The projectionist still in love with the old romance of film
Since the age of 14, Cosme Di Natale has been projecting dreams onto the screen.
Loading the spool and threading the 35mm film into the projector. The shaft of light illuminating motes of dust as it pierces the auditorium. The physical contact with the film. The role of the traditional cinema projectionist has a romance that has been captured in film itself - think the classic Cinema Paradiso and continues to hold a special allure. With the advent of digital film, much about the profession has changed, but there are still old hands who preserve the knowledge of cinemas past.
An iconic venue
The Gaumont cinema is an iconic venue for the Argentine film industry. Founded in 1912 opposite the National Congress square, the current rationalist building was inaugurated in 1942. Since the year 2003, it’s been run by Argentina’s national film institute INCAA and it screens almost exclusively Argentine films, both fiction and documentaries. It’s the cinema where all Argentine movies premiere, allowing easy public access to big names in what is one of the largest film industries in Latin America. Cosme “El Tano” Di Natale began is one of the cinema´s projectionists.
An enduring romance
El Tano began working in his profession at the age of 14 at a time when the light for the projector was produced by carbon arc lights. Technology has developed greatly, but while the majority of the films at the Gaumont are now projected digitally, some still arrive in the old 35mm, and there are festivals specialising in the format so the cinema isn’t dismantling its old projector yet. “There’s a romanticism in the traditional way of working,” El Tano says. “Digital is colder: you simply press a button. But with 35mm you have to prepare the film, set it up, project it, and in my opinion it’s something else. It has its own beauty. It has pores that you can see on the screen when the light is good. There are directors that still prefer to work with film so it hasn’t completely disappeared.”

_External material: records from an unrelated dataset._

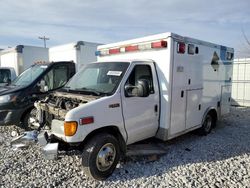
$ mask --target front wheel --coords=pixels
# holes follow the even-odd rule
[[[85,174],[96,180],[108,178],[120,159],[117,139],[111,134],[98,134],[84,147],[82,165]]]
[[[212,128],[215,126],[216,120],[214,117],[208,113],[204,119],[202,127],[198,129],[200,135],[207,135],[211,132]]]

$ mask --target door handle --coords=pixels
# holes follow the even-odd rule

The only profession imaginable
The projectionist spends a lot of time in the dark, watching dreams light up the screen before them. José couldn’t imagine doing anything else. “For some people, it’s difficult to work at night, and on Saturdays, Sundays, birthdays,” he says. “But for those of us who like the cinema, no other work exists. As well as that, the Gaumont is a very special cultural space where all Argentine films converge and it opens a lot of people’s minds.

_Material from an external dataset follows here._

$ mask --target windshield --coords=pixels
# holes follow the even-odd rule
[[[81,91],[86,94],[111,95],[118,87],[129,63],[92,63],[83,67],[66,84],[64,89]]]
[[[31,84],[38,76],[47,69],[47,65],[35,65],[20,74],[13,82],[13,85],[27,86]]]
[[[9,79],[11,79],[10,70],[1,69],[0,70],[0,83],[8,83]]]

There are many Argentine films to watch, one of the most famous internationally being the Oscar winning The Secret in Their Eyes, much of which was filmed in Buenos Aires. José recommends recent production. “I’d recommend a documentary called Un Cine en Concreto, which is about a cinema aficionado who makes a cinema in his home. The guy’s always had a passion for film and he’s a builder so he makes a cinema in his house.” Perhaps this goes somewhere towards showing the passion for film that José shares. “The cinema is a very particular place to work because it has a special flavour,” he says. “I always say that I’ve never worked in my life because I do the thing I enjoy.”